To assess the effects of climate change on aspects of plant performance relevant to arthropods, we measured plant canopy size and survival from 2010-2018 at the conclusion of each growing season (mid-May). To estimate aboveground dry biomass, we collected reference branches from an A. californica shrub outside of our garden plots and visually estimated the total number of such branches needed to reconstruct our experimental shrubs separately for two reference branches. These reference branches were then dried and weighed to estimate shrub dry biomass. Data from 2010 and 2011 in the 2009 garden were based on estimations of canopy volume (Pratt & Mooney, 2013), and we subsequently converted these volume estimates to dry biomass based upon a regression formula (F = 2063.9; P < 0.001; R2= 0.82; n = 455; biomass = 7.4*e-4 + 0.16*e-4*volume). At this time, we also noted plant mortality, assuming that plants first assessed as dead in May of a given year had died during the previous summer and that this was driven by precipitation in the hydrologic year preceding that summer mortality.

Arthropod abundance and composition

Each May from 2010 to 2017 we sampled arthropods from all plants. This sampling period corresponds with the end of the growing season when plant biomass and arthropod abundance were at their peak (KAM, unpublished data). To collect arthropods, we vacuumed each shrub exhaustively with an electric vacuum (3.5 HP Ridgid model #WD0970) into a fine mesh bag that was immediately placed in a cooler and transferred to a -20° freezer later that same day. Arthropods were subsequently separated from plant chaff and stored in 70% ethanol and identified to family, and morphological species within family (Oliver and Beattie 1996). Arthropod abundance was calculated as the sum of all arthropods collected from a given plant.

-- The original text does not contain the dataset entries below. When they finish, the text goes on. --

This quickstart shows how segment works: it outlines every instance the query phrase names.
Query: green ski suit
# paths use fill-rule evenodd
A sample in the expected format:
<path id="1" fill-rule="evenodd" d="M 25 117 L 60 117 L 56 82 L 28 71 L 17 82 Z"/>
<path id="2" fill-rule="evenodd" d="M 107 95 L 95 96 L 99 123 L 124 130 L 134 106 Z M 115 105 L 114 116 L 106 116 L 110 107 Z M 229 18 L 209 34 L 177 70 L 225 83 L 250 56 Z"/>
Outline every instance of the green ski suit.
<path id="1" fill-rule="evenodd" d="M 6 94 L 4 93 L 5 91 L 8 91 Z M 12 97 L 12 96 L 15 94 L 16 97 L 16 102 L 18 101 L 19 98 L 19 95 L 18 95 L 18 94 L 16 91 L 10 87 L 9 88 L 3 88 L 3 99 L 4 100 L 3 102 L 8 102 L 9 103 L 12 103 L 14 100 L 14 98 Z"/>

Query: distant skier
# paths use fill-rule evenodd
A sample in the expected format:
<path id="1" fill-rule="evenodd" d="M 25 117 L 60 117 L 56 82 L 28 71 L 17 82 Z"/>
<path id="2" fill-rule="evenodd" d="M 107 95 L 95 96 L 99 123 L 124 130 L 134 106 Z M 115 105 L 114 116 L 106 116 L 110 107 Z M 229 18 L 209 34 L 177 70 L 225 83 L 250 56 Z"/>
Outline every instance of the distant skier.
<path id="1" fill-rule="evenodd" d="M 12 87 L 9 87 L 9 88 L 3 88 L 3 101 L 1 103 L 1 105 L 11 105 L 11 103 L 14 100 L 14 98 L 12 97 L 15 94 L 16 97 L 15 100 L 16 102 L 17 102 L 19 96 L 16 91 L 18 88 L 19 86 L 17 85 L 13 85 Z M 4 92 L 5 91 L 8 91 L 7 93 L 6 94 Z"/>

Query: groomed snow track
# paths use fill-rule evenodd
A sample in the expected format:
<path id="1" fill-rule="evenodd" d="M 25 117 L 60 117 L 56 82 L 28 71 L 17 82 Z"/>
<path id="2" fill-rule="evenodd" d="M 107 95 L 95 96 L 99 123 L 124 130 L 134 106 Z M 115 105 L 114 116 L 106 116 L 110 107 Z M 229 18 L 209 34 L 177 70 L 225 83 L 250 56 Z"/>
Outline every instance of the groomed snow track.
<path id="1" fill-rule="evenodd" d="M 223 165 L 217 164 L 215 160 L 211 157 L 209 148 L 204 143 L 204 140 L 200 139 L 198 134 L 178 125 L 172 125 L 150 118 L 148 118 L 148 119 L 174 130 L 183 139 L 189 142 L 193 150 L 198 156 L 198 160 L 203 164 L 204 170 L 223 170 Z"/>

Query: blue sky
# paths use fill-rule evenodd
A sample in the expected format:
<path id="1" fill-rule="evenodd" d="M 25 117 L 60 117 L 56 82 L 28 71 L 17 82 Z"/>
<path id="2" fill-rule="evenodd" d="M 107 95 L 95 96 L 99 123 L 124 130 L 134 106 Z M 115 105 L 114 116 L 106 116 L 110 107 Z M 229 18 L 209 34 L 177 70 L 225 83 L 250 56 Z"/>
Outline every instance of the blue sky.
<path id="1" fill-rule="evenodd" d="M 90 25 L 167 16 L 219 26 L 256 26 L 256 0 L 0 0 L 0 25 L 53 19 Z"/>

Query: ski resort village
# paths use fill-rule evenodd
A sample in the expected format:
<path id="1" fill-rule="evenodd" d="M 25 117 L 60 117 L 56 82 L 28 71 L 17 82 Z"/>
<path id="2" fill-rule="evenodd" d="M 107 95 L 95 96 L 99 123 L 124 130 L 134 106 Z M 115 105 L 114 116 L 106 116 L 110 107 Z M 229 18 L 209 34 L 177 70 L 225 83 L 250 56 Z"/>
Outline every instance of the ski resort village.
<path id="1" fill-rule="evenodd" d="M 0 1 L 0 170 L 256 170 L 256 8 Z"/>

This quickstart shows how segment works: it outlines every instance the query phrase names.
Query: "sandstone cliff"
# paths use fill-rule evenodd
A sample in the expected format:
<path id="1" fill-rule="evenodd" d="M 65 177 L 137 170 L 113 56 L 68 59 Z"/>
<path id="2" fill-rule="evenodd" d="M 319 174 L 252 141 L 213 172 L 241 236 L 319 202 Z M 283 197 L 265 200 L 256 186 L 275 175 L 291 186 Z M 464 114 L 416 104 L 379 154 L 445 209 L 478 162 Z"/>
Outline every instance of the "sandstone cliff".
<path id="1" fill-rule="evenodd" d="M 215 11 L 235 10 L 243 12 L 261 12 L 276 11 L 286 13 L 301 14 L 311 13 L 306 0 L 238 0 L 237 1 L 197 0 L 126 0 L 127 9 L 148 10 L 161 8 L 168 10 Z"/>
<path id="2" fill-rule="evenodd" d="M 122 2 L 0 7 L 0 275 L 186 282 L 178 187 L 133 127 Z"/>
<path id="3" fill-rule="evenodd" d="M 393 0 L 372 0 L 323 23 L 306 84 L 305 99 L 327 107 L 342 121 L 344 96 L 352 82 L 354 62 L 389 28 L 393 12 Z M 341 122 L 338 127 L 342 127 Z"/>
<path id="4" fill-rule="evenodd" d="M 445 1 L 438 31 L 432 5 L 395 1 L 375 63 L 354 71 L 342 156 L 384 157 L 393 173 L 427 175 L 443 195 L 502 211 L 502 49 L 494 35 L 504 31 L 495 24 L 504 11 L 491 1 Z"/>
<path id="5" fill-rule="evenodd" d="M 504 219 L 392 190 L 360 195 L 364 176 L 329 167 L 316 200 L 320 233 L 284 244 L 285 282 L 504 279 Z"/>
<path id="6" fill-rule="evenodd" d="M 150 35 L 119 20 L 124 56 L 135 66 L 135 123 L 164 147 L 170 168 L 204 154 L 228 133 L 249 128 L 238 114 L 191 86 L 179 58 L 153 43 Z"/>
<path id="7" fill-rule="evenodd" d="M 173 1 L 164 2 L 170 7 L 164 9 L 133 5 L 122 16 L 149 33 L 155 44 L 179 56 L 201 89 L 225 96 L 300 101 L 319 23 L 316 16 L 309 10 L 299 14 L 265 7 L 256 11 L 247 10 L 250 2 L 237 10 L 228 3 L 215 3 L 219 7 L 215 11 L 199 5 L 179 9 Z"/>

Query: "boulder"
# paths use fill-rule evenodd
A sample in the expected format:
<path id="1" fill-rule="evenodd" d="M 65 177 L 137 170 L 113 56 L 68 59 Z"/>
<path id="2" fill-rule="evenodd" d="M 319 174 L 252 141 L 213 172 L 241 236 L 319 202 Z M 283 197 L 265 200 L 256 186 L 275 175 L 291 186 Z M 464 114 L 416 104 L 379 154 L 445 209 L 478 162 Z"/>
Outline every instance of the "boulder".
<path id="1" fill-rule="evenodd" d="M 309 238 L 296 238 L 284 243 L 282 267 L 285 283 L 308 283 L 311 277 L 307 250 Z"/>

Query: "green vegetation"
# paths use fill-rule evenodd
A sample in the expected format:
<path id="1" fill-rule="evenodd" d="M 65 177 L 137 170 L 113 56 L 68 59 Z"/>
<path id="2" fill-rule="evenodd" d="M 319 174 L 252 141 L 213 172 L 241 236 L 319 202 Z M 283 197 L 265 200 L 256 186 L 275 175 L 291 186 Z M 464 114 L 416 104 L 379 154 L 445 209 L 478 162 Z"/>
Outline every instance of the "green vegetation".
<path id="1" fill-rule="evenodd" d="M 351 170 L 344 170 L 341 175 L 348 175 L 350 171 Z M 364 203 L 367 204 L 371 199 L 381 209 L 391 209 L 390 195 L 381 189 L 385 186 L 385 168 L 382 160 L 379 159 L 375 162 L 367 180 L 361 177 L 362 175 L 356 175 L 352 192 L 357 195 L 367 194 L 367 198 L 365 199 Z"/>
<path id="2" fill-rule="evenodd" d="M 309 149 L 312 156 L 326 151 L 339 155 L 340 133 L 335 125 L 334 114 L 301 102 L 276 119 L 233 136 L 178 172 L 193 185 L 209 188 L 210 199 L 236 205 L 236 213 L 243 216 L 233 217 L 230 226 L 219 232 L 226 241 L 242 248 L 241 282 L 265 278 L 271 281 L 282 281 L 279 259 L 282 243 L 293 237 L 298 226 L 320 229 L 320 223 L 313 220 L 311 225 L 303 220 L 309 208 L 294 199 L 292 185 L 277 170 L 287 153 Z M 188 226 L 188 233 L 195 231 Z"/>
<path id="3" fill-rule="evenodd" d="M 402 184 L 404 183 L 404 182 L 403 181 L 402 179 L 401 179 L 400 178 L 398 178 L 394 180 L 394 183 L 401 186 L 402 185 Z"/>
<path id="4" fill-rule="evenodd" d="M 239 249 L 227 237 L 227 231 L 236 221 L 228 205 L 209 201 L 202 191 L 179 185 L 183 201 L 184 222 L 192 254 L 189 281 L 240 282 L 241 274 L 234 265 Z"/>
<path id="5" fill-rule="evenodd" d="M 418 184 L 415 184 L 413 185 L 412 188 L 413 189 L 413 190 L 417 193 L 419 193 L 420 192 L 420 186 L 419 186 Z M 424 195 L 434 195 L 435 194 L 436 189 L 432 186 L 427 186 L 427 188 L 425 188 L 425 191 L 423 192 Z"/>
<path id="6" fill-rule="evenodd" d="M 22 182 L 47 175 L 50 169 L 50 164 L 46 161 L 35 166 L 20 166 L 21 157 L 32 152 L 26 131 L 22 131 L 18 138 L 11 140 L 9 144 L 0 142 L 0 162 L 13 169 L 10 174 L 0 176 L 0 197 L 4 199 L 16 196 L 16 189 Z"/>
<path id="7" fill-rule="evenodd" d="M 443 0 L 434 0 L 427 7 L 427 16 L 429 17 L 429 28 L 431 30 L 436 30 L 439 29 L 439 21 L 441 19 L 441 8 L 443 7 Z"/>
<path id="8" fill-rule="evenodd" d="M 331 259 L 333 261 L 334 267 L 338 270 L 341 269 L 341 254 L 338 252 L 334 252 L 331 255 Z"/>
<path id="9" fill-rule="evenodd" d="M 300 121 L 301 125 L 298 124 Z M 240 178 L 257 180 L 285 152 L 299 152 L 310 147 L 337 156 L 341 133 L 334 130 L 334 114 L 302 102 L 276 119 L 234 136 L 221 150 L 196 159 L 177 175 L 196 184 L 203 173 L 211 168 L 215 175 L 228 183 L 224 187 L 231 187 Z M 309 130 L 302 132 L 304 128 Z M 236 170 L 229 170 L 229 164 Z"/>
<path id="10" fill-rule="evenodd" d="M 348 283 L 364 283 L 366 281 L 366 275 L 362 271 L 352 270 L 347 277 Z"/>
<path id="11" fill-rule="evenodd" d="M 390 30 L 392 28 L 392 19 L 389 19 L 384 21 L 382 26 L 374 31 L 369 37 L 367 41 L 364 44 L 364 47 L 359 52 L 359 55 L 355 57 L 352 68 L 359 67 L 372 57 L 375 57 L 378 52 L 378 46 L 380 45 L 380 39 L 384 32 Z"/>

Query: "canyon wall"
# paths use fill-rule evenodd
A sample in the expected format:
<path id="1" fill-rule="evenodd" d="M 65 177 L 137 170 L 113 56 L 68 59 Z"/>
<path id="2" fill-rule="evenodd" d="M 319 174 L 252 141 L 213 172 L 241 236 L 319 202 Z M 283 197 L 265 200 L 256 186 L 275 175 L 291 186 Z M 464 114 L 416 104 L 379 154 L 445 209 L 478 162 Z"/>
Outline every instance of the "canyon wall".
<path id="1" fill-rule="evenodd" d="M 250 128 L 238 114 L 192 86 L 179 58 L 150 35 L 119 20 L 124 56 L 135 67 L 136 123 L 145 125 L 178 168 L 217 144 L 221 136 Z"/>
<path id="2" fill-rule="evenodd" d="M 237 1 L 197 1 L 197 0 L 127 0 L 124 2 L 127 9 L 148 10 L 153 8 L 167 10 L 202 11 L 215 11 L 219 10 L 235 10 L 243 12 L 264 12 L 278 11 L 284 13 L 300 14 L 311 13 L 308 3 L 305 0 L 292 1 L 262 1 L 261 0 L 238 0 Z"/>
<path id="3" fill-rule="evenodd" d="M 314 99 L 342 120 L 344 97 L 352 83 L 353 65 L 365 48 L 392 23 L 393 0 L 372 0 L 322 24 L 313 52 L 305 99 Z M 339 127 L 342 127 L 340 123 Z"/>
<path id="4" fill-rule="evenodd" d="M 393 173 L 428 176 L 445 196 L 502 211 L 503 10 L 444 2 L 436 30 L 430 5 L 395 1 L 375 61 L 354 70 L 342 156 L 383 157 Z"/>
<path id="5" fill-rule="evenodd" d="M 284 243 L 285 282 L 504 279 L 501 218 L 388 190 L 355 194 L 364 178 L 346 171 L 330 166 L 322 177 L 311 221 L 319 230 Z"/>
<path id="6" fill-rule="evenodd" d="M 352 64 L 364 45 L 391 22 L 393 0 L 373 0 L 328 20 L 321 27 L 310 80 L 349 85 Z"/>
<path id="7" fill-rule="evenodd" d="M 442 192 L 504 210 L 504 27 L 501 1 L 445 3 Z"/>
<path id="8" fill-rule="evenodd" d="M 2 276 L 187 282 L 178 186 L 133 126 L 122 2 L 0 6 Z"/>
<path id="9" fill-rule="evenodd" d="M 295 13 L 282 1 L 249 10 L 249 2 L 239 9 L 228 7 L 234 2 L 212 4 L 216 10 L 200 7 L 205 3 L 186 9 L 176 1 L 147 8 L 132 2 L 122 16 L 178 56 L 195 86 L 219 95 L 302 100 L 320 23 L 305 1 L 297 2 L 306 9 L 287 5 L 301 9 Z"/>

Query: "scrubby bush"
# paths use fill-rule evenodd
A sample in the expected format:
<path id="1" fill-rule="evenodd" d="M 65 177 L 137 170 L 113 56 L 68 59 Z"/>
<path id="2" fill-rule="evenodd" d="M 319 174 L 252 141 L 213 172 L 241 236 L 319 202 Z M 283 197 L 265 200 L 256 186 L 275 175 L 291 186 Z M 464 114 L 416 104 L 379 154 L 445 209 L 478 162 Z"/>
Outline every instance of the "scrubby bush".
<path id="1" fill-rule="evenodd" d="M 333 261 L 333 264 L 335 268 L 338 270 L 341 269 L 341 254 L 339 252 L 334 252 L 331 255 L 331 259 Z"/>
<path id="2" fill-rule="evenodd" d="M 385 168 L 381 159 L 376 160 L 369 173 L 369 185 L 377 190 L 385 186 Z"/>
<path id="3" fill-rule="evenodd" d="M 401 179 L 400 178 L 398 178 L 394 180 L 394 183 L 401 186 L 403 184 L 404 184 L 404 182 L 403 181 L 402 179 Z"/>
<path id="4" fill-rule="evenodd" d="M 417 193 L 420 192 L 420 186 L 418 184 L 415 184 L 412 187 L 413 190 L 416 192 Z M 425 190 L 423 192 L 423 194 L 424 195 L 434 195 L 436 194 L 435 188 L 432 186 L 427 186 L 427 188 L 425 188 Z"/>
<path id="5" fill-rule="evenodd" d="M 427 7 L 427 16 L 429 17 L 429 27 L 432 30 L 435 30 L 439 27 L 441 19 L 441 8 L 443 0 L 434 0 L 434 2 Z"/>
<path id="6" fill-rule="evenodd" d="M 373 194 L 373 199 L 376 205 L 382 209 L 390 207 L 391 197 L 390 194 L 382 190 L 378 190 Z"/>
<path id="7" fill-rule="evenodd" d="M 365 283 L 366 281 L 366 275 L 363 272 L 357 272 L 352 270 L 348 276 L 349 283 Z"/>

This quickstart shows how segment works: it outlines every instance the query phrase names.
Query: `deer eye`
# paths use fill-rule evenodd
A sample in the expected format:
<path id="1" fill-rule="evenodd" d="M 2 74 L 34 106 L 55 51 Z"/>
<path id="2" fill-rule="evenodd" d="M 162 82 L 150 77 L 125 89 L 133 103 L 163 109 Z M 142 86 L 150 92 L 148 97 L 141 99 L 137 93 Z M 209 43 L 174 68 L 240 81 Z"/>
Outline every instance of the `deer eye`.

Because climatic change effects might impact arthropod trophic levels and feeding guilds differently (Huberty and Denno 2004, Gely et al. 2020), cascade up from herbivores to predators, or alter herbivore-predator interactions (McCluney and Sabo 2009, Barton and Ives 2014), each morphospecies was assigned to one of nine guilds based on published accounts for the taxonomic groups. The three herbivorous guilds consisted of phloem-feeding herbivores (Hemiptera, 38 morphospecies from nine families); chewing herbivores (e.g., Orthoptera, juvenile Lepidoptera); and other herbivores (i.e., pollen and nectar feeders, and adult individuals of galling species sampled by vacuum). The three remaining guilds included omnivores (mostly Hemiptera, Miridae); detritivores (e.g., Entomobryidae); and incidentals (e.g., non-feeding, adult Diptera and Hymenoptera; see (Pratt et al. 2017) for details). The four predatory guilds consisted of: web-spinning spiders (Araneae, 17 species from five families); hunting spiders (Araneae, 28 species from six families); parasitoids (Hymenoptera, 35 species from 11 families) and other predators (e.g., larval and adult Coccinellidae beetles).